Bij Consumptief Krediet is sprake van een ander mechanisme. De wet kent ten aanzien van Consumptief Krediet een open norm die overkreditering verbiedt; de norm zelf wordt echter niet bij wettelijke regeling vastgelegd, maar door de brancheorganisaties van aanbieders. De toezichthouder kan hierbij kenbaar maken (en dit gebeurt momenteel ook in de praktijk) dat de normen worden gezien als een minimale en toereikende invulling van de open norm in de wet.

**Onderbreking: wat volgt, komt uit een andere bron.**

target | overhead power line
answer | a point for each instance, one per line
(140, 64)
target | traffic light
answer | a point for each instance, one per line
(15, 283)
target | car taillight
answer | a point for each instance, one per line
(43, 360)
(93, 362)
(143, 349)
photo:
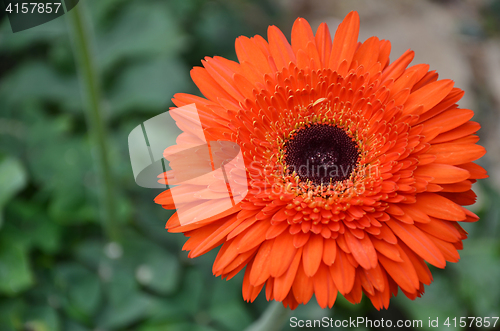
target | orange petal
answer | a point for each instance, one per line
(313, 252)
(427, 96)
(282, 254)
(281, 51)
(324, 43)
(345, 42)
(362, 250)
(450, 153)
(342, 272)
(403, 273)
(301, 35)
(442, 173)
(259, 273)
(418, 241)
(283, 284)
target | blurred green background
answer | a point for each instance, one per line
(60, 267)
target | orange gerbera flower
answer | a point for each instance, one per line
(357, 169)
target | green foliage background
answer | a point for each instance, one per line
(58, 269)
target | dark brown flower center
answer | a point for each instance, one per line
(321, 153)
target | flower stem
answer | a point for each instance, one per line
(89, 82)
(272, 319)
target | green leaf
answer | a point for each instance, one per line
(440, 300)
(117, 315)
(15, 272)
(42, 318)
(478, 273)
(82, 287)
(148, 86)
(140, 31)
(40, 81)
(12, 179)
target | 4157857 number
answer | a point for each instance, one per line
(33, 7)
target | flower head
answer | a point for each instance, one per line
(357, 168)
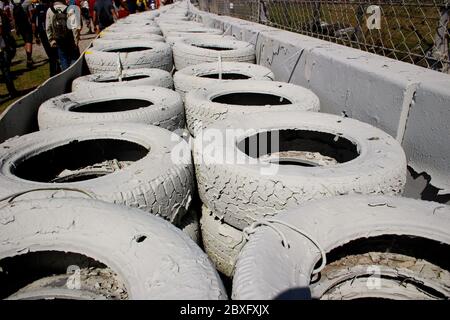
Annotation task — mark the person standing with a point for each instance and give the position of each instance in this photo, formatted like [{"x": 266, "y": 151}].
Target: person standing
[
  {"x": 104, "y": 14},
  {"x": 85, "y": 14},
  {"x": 39, "y": 21},
  {"x": 60, "y": 36},
  {"x": 7, "y": 53},
  {"x": 23, "y": 26}
]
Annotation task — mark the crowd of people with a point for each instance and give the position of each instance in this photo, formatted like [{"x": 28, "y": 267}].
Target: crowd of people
[{"x": 56, "y": 25}]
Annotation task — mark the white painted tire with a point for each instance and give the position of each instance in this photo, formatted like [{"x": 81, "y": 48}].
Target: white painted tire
[
  {"x": 193, "y": 51},
  {"x": 346, "y": 278},
  {"x": 143, "y": 104},
  {"x": 105, "y": 41},
  {"x": 200, "y": 76},
  {"x": 134, "y": 22},
  {"x": 367, "y": 161},
  {"x": 116, "y": 36},
  {"x": 130, "y": 78},
  {"x": 150, "y": 55},
  {"x": 265, "y": 268},
  {"x": 202, "y": 111},
  {"x": 142, "y": 249},
  {"x": 170, "y": 40},
  {"x": 221, "y": 242},
  {"x": 190, "y": 224},
  {"x": 133, "y": 28},
  {"x": 155, "y": 181},
  {"x": 172, "y": 26},
  {"x": 194, "y": 31}
]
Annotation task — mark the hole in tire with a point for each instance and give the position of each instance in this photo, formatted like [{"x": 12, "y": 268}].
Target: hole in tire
[
  {"x": 299, "y": 147},
  {"x": 58, "y": 270},
  {"x": 226, "y": 76},
  {"x": 115, "y": 105},
  {"x": 140, "y": 239},
  {"x": 130, "y": 49},
  {"x": 414, "y": 248},
  {"x": 215, "y": 48},
  {"x": 50, "y": 165},
  {"x": 130, "y": 78},
  {"x": 251, "y": 99}
]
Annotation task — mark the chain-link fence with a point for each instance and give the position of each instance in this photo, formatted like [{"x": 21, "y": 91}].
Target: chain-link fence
[{"x": 413, "y": 31}]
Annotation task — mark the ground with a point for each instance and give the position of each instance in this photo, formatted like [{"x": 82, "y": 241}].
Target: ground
[{"x": 27, "y": 80}]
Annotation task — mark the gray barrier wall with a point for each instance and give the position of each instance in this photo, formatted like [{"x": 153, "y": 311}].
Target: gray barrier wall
[{"x": 409, "y": 102}]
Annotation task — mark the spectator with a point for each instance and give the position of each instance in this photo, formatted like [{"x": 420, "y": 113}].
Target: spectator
[
  {"x": 85, "y": 14},
  {"x": 131, "y": 4},
  {"x": 104, "y": 14},
  {"x": 23, "y": 26},
  {"x": 140, "y": 5},
  {"x": 39, "y": 20},
  {"x": 60, "y": 36},
  {"x": 7, "y": 52}
]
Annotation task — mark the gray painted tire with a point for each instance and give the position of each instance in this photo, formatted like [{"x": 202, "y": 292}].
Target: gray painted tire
[
  {"x": 186, "y": 52},
  {"x": 170, "y": 40},
  {"x": 221, "y": 242},
  {"x": 248, "y": 190},
  {"x": 190, "y": 225},
  {"x": 265, "y": 268},
  {"x": 191, "y": 78},
  {"x": 193, "y": 31},
  {"x": 158, "y": 55},
  {"x": 108, "y": 40},
  {"x": 163, "y": 107},
  {"x": 154, "y": 183},
  {"x": 135, "y": 23},
  {"x": 344, "y": 279},
  {"x": 202, "y": 112},
  {"x": 132, "y": 28},
  {"x": 138, "y": 77},
  {"x": 116, "y": 36},
  {"x": 110, "y": 233}
]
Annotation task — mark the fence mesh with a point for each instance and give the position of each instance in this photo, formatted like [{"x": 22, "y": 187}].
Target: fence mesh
[{"x": 412, "y": 31}]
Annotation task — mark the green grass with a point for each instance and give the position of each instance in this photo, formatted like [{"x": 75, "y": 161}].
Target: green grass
[{"x": 24, "y": 80}]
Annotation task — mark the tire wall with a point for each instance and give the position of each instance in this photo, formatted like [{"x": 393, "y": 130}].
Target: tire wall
[
  {"x": 21, "y": 117},
  {"x": 389, "y": 94}
]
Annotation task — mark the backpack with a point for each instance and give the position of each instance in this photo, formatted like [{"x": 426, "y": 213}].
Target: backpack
[
  {"x": 19, "y": 14},
  {"x": 105, "y": 18},
  {"x": 62, "y": 34}
]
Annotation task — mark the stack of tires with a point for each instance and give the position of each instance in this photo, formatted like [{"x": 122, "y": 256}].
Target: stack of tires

In de basis lijkt dit een chique constellatie. De sector kan zelfstandig normen vaststellen; hierbij inhoudelijk ondersteund door het NIBUD, en voor kredietaanbieders bestaat (door de kwalificatie van de normen door de toezichthouder) duidelijkheid over de criteria die minimaal gehanteerd dienen te worden om te voldoen aan de open norm in de wet.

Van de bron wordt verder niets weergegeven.